A more complete story
I am going to tell you a true story about how Heaven Letters came into being. But before I do, I wish to say that I am hesitant to describe any of this, for three reasons:
1. Attention is better put on what God says rather than an individual's story.
2. These extricated experiences are not IT. They are part of it, or a tracing of some of it, but they are not IT. Even if every thread were described, we wouldn't have the truth. The truth is God leads us, and we can only guess how after the fact.
3. My story could be misleading. We all stumble alike, and still good things happen.
With this disclaimer, here is some of my story:
I was born into a Jewish family that was not spiritual or religious. My dear parents rather considered God as something people pretended to believe in, but no one really did. I did not buy into this, but I did not relate to God either. I had no thoughts about God.
There is one thing I can look back on in my young childhood that might have been a sign of something to come. It's a stretch to say so, but this is my story, so I can say so.
There was a large poster rolled up in a closet in our attic that I spent time unrolling and looking at. The poster was a picture of the face of a beautiful baby. The sky above the baby was dark blue and there was a star radiating there. It was a picture of Baby Jesus. I didn't know that then. My mother kept this picture because it looked like my brother Bennie when he was a baby!
Now we skip about fifty years, although there are also other possibilities and twists and turns that could be included, and are not.
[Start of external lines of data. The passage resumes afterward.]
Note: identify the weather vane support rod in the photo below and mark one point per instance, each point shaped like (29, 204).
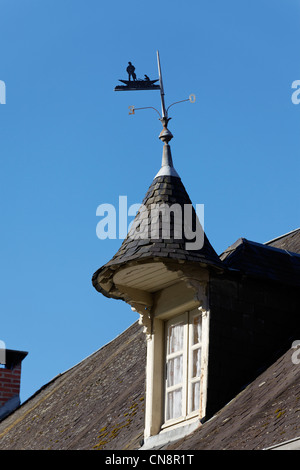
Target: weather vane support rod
(162, 93)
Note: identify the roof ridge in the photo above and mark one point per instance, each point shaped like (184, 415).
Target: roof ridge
(281, 236)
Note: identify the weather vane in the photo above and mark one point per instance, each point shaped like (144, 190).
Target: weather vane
(134, 84)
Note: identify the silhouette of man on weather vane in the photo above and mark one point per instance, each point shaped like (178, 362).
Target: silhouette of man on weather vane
(134, 83)
(130, 70)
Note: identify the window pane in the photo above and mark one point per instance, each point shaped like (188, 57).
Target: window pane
(197, 329)
(174, 404)
(196, 370)
(195, 398)
(174, 371)
(175, 338)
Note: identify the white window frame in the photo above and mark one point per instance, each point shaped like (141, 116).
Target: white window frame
(187, 367)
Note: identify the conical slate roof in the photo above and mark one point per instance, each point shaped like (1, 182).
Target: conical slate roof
(167, 238)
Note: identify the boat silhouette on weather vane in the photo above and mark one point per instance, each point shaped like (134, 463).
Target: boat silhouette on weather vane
(134, 83)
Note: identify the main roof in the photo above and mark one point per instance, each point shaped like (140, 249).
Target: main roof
(264, 261)
(99, 405)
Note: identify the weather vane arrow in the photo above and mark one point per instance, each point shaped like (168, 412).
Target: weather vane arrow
(134, 84)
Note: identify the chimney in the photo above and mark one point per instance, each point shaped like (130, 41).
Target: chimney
(10, 380)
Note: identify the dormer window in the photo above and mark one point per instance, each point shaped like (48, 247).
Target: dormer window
(183, 367)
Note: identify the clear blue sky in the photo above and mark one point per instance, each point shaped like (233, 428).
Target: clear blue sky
(67, 144)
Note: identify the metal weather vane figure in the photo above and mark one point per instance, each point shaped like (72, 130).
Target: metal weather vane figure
(147, 84)
(133, 84)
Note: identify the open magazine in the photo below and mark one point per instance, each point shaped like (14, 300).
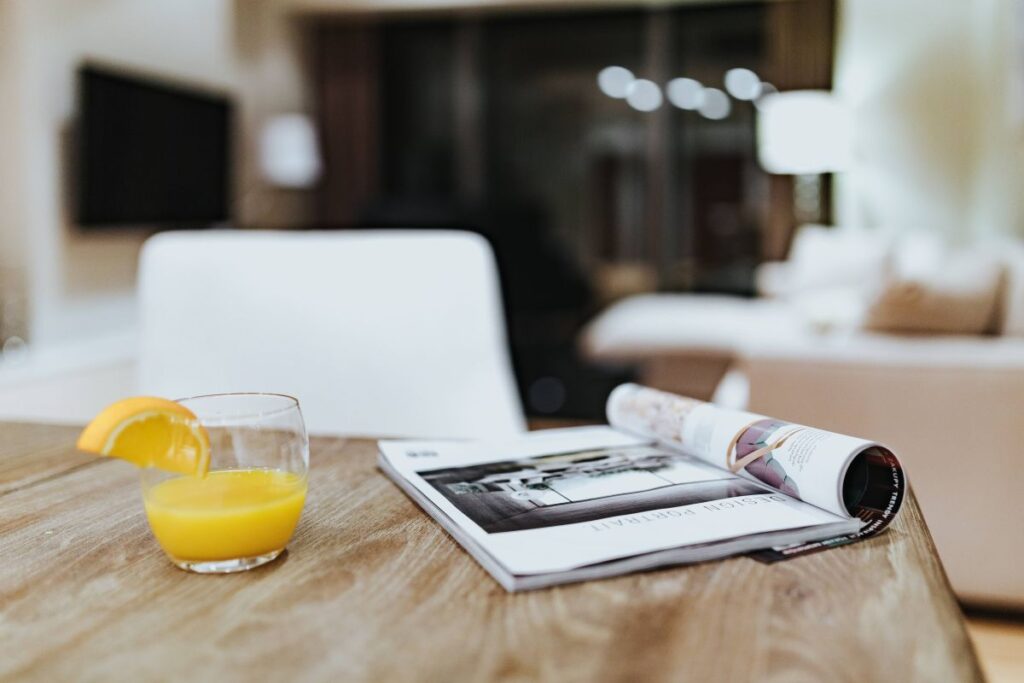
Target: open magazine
(671, 480)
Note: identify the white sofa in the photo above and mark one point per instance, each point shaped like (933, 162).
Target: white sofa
(951, 406)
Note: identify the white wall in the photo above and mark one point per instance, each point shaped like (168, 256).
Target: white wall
(82, 284)
(939, 129)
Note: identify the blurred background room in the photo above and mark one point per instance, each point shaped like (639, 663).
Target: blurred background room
(808, 208)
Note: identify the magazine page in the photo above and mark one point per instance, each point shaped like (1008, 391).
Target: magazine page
(557, 500)
(848, 476)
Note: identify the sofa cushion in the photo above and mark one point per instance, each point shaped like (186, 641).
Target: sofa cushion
(667, 324)
(939, 291)
(824, 258)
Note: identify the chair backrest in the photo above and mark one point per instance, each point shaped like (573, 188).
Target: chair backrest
(377, 333)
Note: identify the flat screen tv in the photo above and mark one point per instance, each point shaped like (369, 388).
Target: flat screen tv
(151, 153)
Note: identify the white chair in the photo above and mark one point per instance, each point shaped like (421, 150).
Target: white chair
(377, 333)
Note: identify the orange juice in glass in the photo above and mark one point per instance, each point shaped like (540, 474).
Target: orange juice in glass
(242, 512)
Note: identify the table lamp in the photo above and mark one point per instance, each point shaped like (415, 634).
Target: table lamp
(804, 133)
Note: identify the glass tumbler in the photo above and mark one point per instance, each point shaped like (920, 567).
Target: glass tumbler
(243, 511)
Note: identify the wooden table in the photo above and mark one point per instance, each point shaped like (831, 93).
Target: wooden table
(371, 589)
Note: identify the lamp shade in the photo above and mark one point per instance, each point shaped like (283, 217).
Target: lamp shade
(803, 132)
(289, 154)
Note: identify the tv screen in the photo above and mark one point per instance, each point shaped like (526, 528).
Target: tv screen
(151, 153)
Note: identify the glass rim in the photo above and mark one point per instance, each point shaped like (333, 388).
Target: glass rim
(293, 403)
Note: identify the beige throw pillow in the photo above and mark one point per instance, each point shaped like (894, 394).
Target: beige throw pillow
(958, 293)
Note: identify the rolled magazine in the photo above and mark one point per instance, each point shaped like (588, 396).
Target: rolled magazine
(671, 480)
(846, 475)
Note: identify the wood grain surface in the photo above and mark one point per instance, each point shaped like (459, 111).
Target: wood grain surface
(372, 589)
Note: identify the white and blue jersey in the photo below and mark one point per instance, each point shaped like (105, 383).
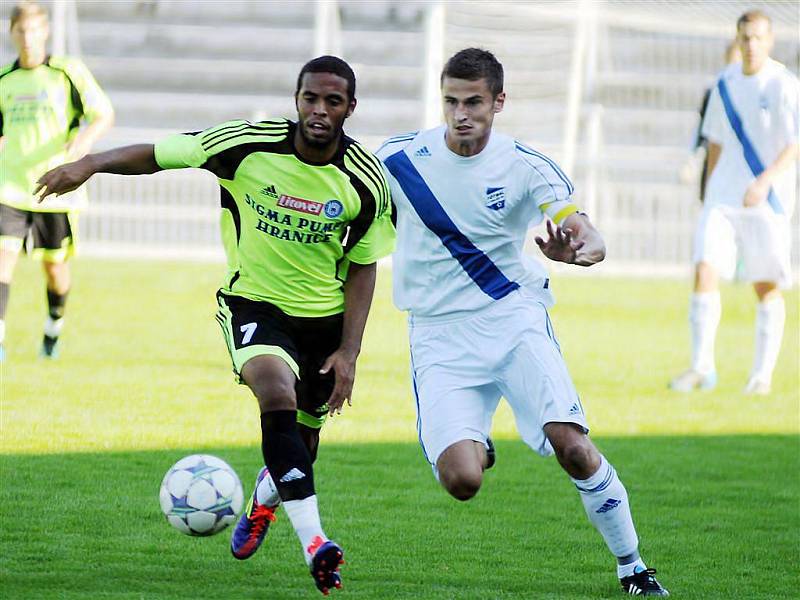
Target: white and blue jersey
(754, 118)
(462, 221)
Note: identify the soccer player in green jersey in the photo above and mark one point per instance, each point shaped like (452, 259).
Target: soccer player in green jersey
(306, 214)
(43, 100)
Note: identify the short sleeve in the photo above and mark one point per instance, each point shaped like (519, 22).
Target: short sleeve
(179, 151)
(546, 185)
(714, 120)
(372, 233)
(96, 103)
(377, 242)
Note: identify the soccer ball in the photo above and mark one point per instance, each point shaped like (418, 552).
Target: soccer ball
(201, 495)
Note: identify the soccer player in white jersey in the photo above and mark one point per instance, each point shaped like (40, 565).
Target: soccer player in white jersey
(478, 322)
(752, 127)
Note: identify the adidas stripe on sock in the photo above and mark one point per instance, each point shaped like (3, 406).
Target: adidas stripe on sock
(606, 502)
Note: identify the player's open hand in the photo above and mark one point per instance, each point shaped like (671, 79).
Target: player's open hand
(561, 247)
(63, 179)
(343, 364)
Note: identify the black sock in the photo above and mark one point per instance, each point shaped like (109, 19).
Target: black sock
(5, 288)
(56, 303)
(285, 455)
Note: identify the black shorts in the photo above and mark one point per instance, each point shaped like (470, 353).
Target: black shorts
(257, 328)
(49, 235)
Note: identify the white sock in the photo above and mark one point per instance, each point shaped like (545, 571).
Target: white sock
(53, 327)
(704, 314)
(770, 318)
(606, 503)
(304, 516)
(267, 493)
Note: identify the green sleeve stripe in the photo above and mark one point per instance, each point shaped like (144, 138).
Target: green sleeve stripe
(221, 126)
(378, 170)
(221, 135)
(310, 420)
(363, 168)
(361, 176)
(245, 138)
(375, 174)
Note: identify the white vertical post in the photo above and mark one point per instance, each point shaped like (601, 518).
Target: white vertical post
(594, 142)
(327, 29)
(434, 61)
(73, 34)
(58, 27)
(585, 20)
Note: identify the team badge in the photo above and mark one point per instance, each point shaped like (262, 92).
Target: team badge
(300, 205)
(333, 208)
(269, 191)
(495, 198)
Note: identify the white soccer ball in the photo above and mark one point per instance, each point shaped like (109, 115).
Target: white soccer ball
(201, 495)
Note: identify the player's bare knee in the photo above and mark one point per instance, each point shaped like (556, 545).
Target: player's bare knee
(274, 395)
(463, 485)
(462, 482)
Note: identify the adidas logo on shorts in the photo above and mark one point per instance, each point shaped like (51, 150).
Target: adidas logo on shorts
(608, 505)
(292, 475)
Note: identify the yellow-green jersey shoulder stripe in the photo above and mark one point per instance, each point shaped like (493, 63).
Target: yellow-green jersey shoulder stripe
(235, 133)
(369, 170)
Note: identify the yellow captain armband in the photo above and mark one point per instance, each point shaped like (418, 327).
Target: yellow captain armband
(559, 210)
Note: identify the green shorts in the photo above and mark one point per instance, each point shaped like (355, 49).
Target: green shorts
(49, 236)
(255, 328)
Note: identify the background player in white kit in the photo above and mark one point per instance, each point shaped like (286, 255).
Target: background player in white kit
(752, 127)
(478, 322)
Quite by chance, I saw part of JESUS CHRIST SUPERSTAR on my daughter's TV. Then another time, again by chance, I caught another part of it, and I fell in love with it. My daughter recorded it for me. From then on, that was what I did just about every evening, watch JESUS CHRIST SUPERSTAR. I watched it 125+ times.
It was not simply a movie to me. God or Christ had enchanted it, or me, and I was there in the movie right with it. It played in my heart.
All of the stories of Christ's divinity I had learned in public school never made a dent in me. Quite the opposite. But in JESUS CHRIST SUPERSTAR, his humanness drew me, and it was his humanness that awakened me to his divinity. He could get annoyed with his friends. He could be impatient. His friends let him down; why couldn't they even stay awake with him? And he wasn't keen on being crucified. He was real, spoke wisdom, and was innocent. It was through his humanness that I came to love him with all my heart.
Then JESUS CHRIST SUPERSTAR turned into a regular movie again, and the spell was over, as all spells are.
The same scenario was played with GODSPELL, appearing on my daughter's TV; she recorded it for me, and I watched it fascinated for 35+ times.
The second time I saw it, in the scene where Jesus removes the make-up from the faces of his friends and says good-bye to them, I heard myself blurt out: "I will never leave you again."
Now I am coming closer to how Heaven Letters™ came about.
A friend of mine gave me a framed picture of Jesus. It was the picture of Christ manifested by Sai Baba from a photograph of the Shroud of Turin. I kept that golden picture of him on my coffee table.
When I was alone, I would sit by myself and really look into his eyes. His picture would melt me every time, and I would find myself crying. His compassion came forth from his eyes into my heart, and I would cry.
One time, no different from any other time, I was by myself, looking into his eyes, and suddenly Christ came out of the picture into the room and appeared before me. And then, before my eyes, his distinct image became golden light, all aura, and the light swirled before me and filled me.
And then he spoke to me. He said, "Gloria, I have been seeking you for a long time."
I said out loud: "YOU'VE been seeking ME?"
He said, "Yes, I have been seeking you for a long time."
And he went back into the picture.
Then I had a clear insight. I think the insight was given to me, and it wasn't really mine. It was that the seeker and the sought are the same. The seeker and the sought are the same. At the moment, I understood that fully. It had not been said in words, but I understood that that was what I was supposed to know. That was the meaning of what Christ had said to me.
I cried and laughed, and I thought that from then on, whenever I would look at that picture, Christ would appear to me again in gold light, but it never happened again.
I believe he introduced me to God and handed me over to Him.
And I write down God's words, which, of course, He wants shared with all who can receive them.